A few weeks later as my feelings for Steve continued to grow, it hit me like a freight train that it was going to kill us both when we broke up. Everyone broke up. Broken relationship was all I’d ever known. I hadn’t uttered the word love in regard to Steve because there was still that part of me that fearfully withdrew at the thought of giving my heart to a man. It’s hard to describe the terror that overtook me when I realized I loved him. So I did the only thing I felt would save us both: I broke up with him.

I asked that he not contact me, knowing it would take nothing for my will to break. He honored my request, and I cried for the next two days straight. After a weekend of misery and a painful heaviness I can’t even describe, I finally called a friend, who called him for me and nudged him to call. I told him there was something important I wanted to tell him but it needed to be in person. He said he’d pick me up from band practice the next night.

The whole ride home after practice was quiet. Scared out of my mind, I couldn’t even make small talk.
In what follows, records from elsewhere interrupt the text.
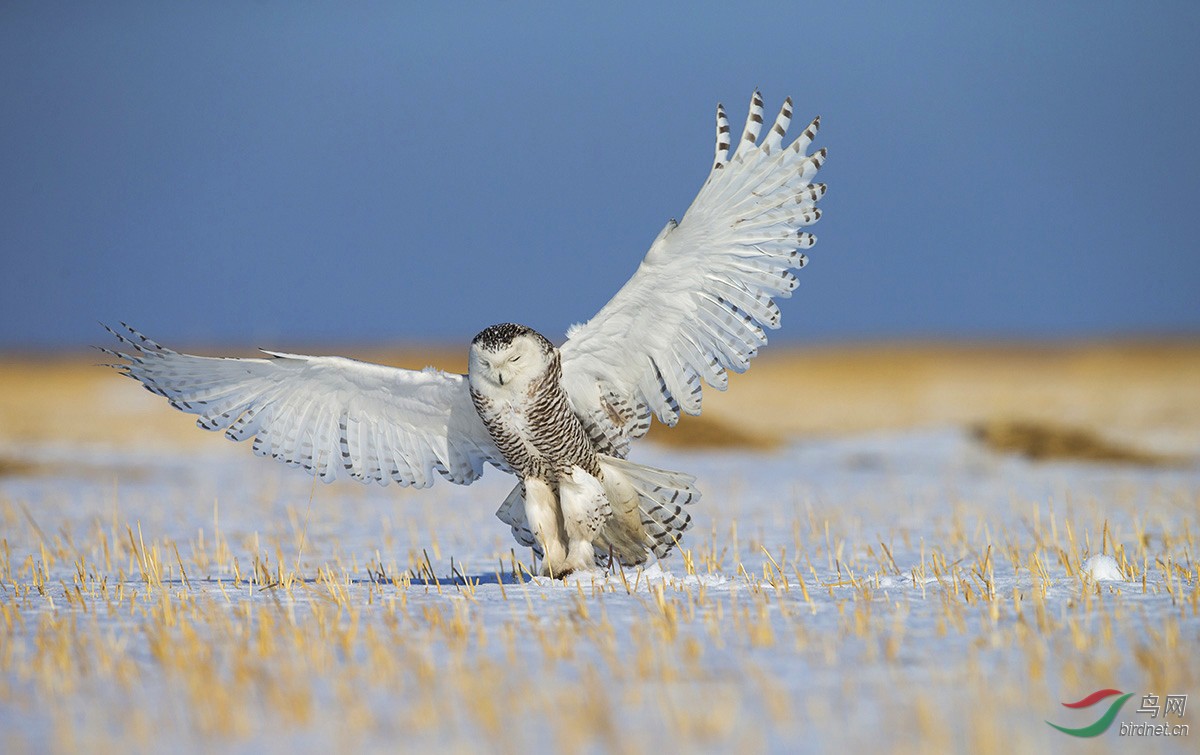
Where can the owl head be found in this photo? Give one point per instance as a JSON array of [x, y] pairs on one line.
[[508, 358]]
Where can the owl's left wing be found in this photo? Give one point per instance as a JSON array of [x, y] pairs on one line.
[[702, 295], [328, 414]]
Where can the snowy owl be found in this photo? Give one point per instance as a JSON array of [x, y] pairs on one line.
[[559, 419]]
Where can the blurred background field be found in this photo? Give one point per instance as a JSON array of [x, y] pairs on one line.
[[875, 519], [1141, 394]]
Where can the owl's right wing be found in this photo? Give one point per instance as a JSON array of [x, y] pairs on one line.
[[702, 295], [328, 414]]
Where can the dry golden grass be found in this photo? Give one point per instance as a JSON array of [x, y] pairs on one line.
[[126, 639], [1122, 391]]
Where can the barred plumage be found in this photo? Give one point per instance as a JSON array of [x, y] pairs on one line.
[[559, 419]]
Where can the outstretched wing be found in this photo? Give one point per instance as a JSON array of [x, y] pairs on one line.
[[702, 295], [327, 414]]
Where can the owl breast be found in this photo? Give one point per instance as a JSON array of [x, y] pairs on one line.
[[537, 431]]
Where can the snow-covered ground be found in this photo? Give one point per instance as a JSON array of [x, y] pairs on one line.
[[907, 592]]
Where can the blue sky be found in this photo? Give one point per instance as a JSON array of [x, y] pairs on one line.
[[382, 173]]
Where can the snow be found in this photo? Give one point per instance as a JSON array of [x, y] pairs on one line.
[[916, 551], [1103, 568]]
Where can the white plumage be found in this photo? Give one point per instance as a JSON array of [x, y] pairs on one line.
[[559, 419]]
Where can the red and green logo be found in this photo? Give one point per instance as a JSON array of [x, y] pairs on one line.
[[1103, 723]]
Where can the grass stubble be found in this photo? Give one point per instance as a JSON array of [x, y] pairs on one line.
[[815, 631]]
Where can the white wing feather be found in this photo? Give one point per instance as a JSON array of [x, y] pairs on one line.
[[702, 295], [327, 414]]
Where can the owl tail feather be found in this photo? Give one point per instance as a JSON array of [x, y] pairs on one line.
[[647, 511], [655, 519]]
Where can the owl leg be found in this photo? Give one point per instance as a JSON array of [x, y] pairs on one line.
[[543, 514], [586, 509]]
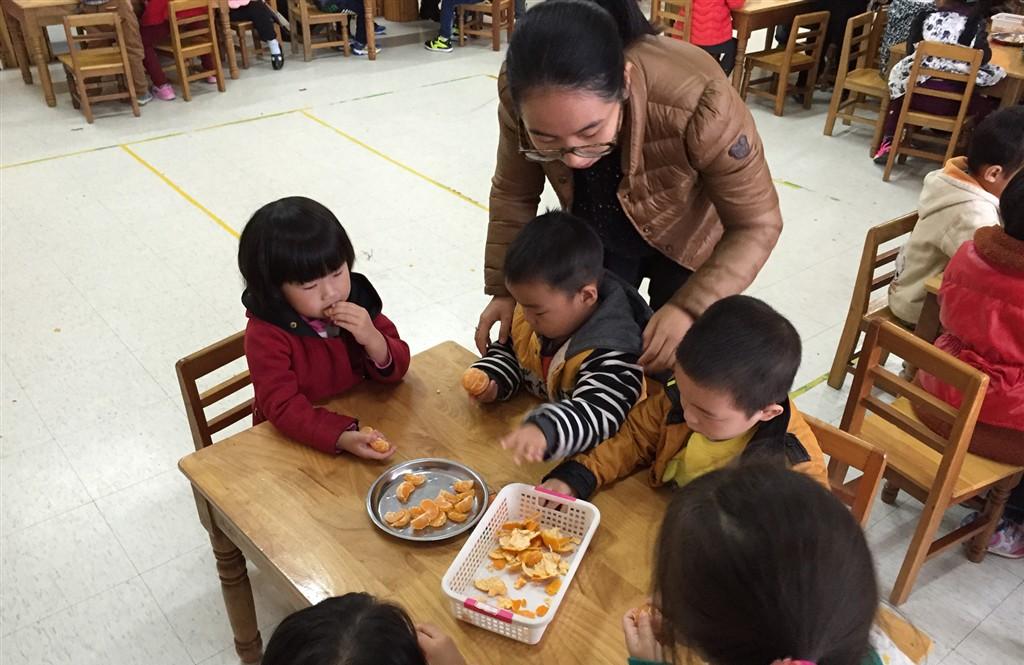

We stood outside the Mustang the way we had done many evenings before, him leaning against the driver’s door and me leaning on him with his arms around me. Every time I tried to find my voice nothing would come out. Finally he took my face in his hands and said, “I love you.” Tears came quickly as I said, “I love you, too.” I don’t think I hit four of the twenty steps up to our apartment that night. I felt I could fly.

A month later he asked my mother if he could propose to me. We would go on to joke for many years about me thinking if I hadn’t been in love with him she would have made me marry him. She gave him her own wedding rings, and on November 17, 1979, he asked me to marry him. At my choked out “Yes!” he put the engagement ring on my finger. It was my 16th birthday.